Modelling

Build NLP pipeline, transform the dataset and predict helpfulness.

Recap

Amazon reviews that are voted as helpful are assumed to be reviews that people will naturally want to read more of​ Reviews are an important part of the consumer’s purchasing decisions. They are just as, if not more important than star ratings that are not descriptive enough​ However, reviews may not have enough helpfulness score if it is new and has yet to gain any traction. Lack of participation and feedback from other purchasers can also lead to insufficient scoring​ Therefore, prediction of review helpfulness before other users even see them can help Amazon push these reviews up and provide a better consumer buying experience​ Classification problems = classifier models; Text data = natural language processing

NLP Pipeline

Using PySpark ML NLP Pipeline

First, process review text with the following pipeline.

#Document & Tokenize
document_assembler = DocumentAssembler().setInputCol("review_text_l").setOutputCol("document")
tokenizer = Tokenizer().setInputCols(["document"]).setOutputCol("review_words")
 
#Cleaning Tokens
remover           = StopWordsCleaner().setInputCols("review_words").setOutputCol("review_words_stop").setCaseSensitive(False).setStopWords(eng_stopwords)
stemmer           = Stemmer().setInputCols(["review_words_stop"]).setOutputCol("review_words_lemstem")
finisher          = Finisher().setInputCols(["review_words_lemstem"]).setOutputCols(["token_features"]).setOutputAsArray(True).setCleanAnnotations(False)
pipeline_stem = Pipeline(stages=[document_assembler,tokenizer,remover,stemmer,finisher]) 
df_clean_nlp = pipeline_stem.fit(df_clean).transform(df_clean)
hashingTF = HashingTF(inputCol="token_features", outputCol="rawFeatures", numFeatures = 10000)
df_featurizedData = hashingTF.transform(df_clean_nlp)
idf = IDF(inputCol="rawFeatures", outputCol="features")
df_nlp = idf.fit(df_featurizedData).transform(df_featurizedData)

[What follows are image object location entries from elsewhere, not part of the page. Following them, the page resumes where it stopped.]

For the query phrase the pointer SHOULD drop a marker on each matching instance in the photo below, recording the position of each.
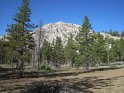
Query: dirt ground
(106, 81)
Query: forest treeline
(87, 49)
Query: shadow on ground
(68, 85)
(12, 73)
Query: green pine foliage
(19, 34)
(86, 39)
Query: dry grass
(108, 81)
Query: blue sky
(103, 14)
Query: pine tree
(19, 34)
(85, 40)
(70, 51)
(58, 53)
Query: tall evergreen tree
(70, 51)
(58, 53)
(19, 34)
(86, 40)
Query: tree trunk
(20, 68)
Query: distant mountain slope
(61, 29)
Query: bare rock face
(51, 31)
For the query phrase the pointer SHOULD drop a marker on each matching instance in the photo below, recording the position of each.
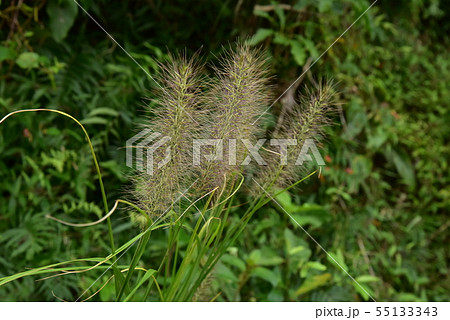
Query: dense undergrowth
(380, 207)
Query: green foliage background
(380, 208)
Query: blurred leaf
(62, 14)
(28, 60)
(6, 53)
(313, 283)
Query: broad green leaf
(62, 14)
(28, 60)
(312, 265)
(404, 167)
(6, 53)
(266, 274)
(260, 36)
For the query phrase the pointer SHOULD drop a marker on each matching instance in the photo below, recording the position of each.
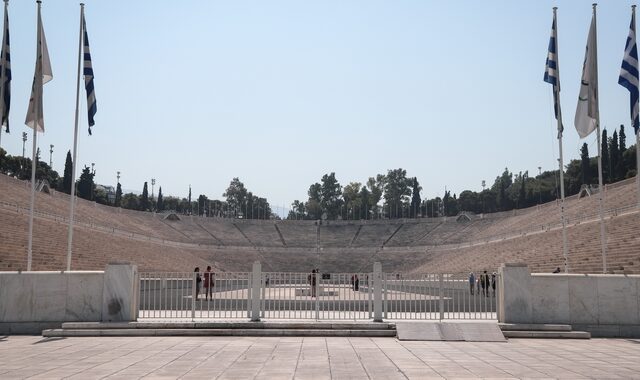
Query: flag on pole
(88, 78)
(5, 67)
(42, 75)
(629, 71)
(587, 112)
(552, 72)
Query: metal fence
(317, 296)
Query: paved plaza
(35, 357)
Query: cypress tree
(604, 151)
(67, 180)
(584, 157)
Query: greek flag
(42, 75)
(587, 111)
(88, 78)
(5, 67)
(552, 72)
(629, 71)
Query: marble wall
(576, 299)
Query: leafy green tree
(203, 202)
(396, 192)
(85, 184)
(605, 157)
(160, 201)
(144, 198)
(236, 195)
(130, 201)
(118, 200)
(331, 193)
(415, 198)
(66, 179)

Second, perform Logistic Regression & Random Forest Classifier on processed, vectorized dataset.

lr = LogisticRegression(featuresCol = 'features', labelCol='helpful')

paramGrid = (ParamGridBuilder().addGrid(lr.regParam, [0.3, 0.0]).addGrid(lr.elasticNetParam, [0.0]).addGrid(lr.maxIter, [20, 100]).build())

#Evaluator
evaluator = MulticlassClassificationEvaluator(labelCol='helpful', predictionCol="prediction")
    
# Create 3-fold CrossValidator
cv = CrossValidator(estimator=lr,estimatorParamMaps=paramGrid,evaluator=evaluator,numFolds=3)

cvModel = cv.fit(train)

predictions = cvModel.transform(train)

print(evaluator.evaluate(predictions, {evaluator.metricName: "accuracy"}))
print(evaluator.evaluate(predictions, {evaluator.metricName: "f1"}))
print(evaluator.evaluate(predictions, {evaluator.metricName: "weightedPrecision"}))
print(evaluator.evaluate(predictions, {evaluator.metricName: "weightedRecall"}))
rfc = RandomForestClassifier(impurity="gini", featuresCol='features', labelCol="helpful")

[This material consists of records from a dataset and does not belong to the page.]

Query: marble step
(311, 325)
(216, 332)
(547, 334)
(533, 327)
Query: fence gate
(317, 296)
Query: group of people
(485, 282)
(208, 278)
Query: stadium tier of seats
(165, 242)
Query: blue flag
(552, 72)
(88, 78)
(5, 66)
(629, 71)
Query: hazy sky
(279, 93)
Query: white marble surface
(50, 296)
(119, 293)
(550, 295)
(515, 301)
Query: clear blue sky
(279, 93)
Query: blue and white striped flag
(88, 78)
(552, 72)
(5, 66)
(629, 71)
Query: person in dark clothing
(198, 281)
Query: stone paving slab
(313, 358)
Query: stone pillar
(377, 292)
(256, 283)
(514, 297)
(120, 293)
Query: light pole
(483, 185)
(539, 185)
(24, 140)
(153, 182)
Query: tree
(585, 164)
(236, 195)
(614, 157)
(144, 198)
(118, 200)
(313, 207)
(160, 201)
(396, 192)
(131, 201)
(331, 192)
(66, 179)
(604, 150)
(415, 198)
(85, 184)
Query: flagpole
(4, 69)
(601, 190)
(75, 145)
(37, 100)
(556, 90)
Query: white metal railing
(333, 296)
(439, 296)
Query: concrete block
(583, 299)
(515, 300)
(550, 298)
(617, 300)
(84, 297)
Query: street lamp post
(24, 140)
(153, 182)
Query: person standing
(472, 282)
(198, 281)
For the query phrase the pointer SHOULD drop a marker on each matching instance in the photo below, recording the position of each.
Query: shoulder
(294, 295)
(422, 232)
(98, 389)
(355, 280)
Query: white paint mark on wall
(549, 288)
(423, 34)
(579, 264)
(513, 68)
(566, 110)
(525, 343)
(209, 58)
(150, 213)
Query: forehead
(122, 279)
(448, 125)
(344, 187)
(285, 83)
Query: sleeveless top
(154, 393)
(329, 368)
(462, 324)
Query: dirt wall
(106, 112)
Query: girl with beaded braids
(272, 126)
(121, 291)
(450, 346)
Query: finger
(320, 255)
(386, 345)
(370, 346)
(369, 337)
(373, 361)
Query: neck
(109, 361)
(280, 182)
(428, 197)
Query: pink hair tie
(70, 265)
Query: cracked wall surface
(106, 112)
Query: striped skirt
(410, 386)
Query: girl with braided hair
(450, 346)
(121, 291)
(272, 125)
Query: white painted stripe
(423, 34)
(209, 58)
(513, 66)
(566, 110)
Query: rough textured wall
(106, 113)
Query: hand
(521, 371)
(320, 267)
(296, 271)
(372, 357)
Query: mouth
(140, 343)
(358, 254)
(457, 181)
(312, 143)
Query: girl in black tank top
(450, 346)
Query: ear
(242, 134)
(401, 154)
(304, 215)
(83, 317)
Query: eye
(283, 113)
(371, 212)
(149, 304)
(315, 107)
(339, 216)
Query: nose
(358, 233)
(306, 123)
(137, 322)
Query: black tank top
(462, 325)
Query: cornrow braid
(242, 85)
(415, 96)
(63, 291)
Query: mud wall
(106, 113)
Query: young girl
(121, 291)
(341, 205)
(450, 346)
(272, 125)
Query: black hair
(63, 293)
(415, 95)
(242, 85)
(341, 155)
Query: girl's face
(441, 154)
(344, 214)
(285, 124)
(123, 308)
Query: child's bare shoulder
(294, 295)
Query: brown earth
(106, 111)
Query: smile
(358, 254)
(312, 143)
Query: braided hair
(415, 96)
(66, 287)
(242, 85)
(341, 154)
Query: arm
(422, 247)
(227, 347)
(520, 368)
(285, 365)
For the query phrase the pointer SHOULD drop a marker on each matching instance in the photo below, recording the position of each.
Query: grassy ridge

paramGrid = (ParamGridBuilder().addGrid(rfc.impurity, ['gini', 'entropy']).addGrid(rfc.maxBins, [32, 100]).build())

#Evaluator
evaluator = MulticlassClassificationEvaluator(labelCol='helpful', predictionCol="prediction")
    
# Create 3-fold CrossValidator
cv = CrossValidator(estimator=rfc,estimatorParamMaps=paramGrid,evaluator=evaluator,numFolds=3)

cvModel = cv.fit(train)

predictions = cvModel.transform(train)

print(evaluator.evaluate(predictions, {evaluator.metricName: "accuracy"}))
print(evaluator.evaluate(predictions, {evaluator.metricName: "f1"}))
print(evaluator.evaluate(predictions, {evaluator.metricName: "weightedPrecision"}))
print(evaluator.evaluate(predictions, {evaluator.metricName: "weightedRecall"}))

Using SparkNLP Pipeline With Sentence Encoders

First, process review text with the following pipeline.

Universal Sentence Encoder
#USE (Universal Sentence Encoder) Sentence Embedding
document = DocumentAssembler()\
    .setInputCol("review_text")\
    .setOutputCol("document")
    
embeddingsSentence = UniversalSentenceEncoder.load('tfhub_use_en_2.4.0_2.4_1587136330099') \
 .setInputCols(["document"])\
 .setOutputCol("sentence_embeddings")

classifierdl = ClassifierDLApproach()\
  .setInputCols(["sentence_embeddings"])\
  .setOutputCol("prediction")\
  .setLabelColumn("helpful")\
  .setMaxEpochs(5)\
  .setEnableOutputLogs(True)

use_clf_pipeline = Pipeline(
    stages = [
        document,
        embeddingsSentence,
        classifierdl
    ])
from sklearn.metrics import classification_report, accuracy_score
metrics_final = metrics.toPandas()
metrics_final['result'] = metrics_final['result'].apply(lambda x: x[0])
metrics_final['result'] = metrics_final['result'].astype('int')

print(classification_report(metrics_final.helpful, metrics_final.result))
print(accuracy_score(metrics_final.helpful, metrics_final.result))
Uncased BERT
#BERT Sentence Embedding
document = DocumentAssembler()\
    .setInputCol("review_text")\
    .setOutputCol("document")
    
bert_cmlm = BertSentenceEmbeddings.load('sent_bert_base_uncased_en_2.6.0_2.4_1598346203624')\
.setInputCols(["document"])\
.setOutputCol("sentence_embeddings")

classifierdl = ClassifierDLApproach()\
  .setInputCols(["sentence_embeddings"])\
  .setOutputCol("prediction")\
  .setLabelColumn("helpful")\
  .setMaxEpochs(5)\
  .setEnableOutputLogs(True)

use_clf_pipeline = Pipeline(
    stages = [
        document,
        embeddingsSentence,
        classifierdl
    ])
from sklearn.metrics import classification_report, accuracy_score
metrics_final = metrics.toPandas()
metrics_final['result'] = metrics_final['result'].apply(lambda x: x[0])
metrics_final['result'] = metrics_final['result'].astype('int')

print(classification_report(metrics_final.helpful, metrics_final.result))
print(accuracy_score(metrics_final.helpful, metrics_final.result))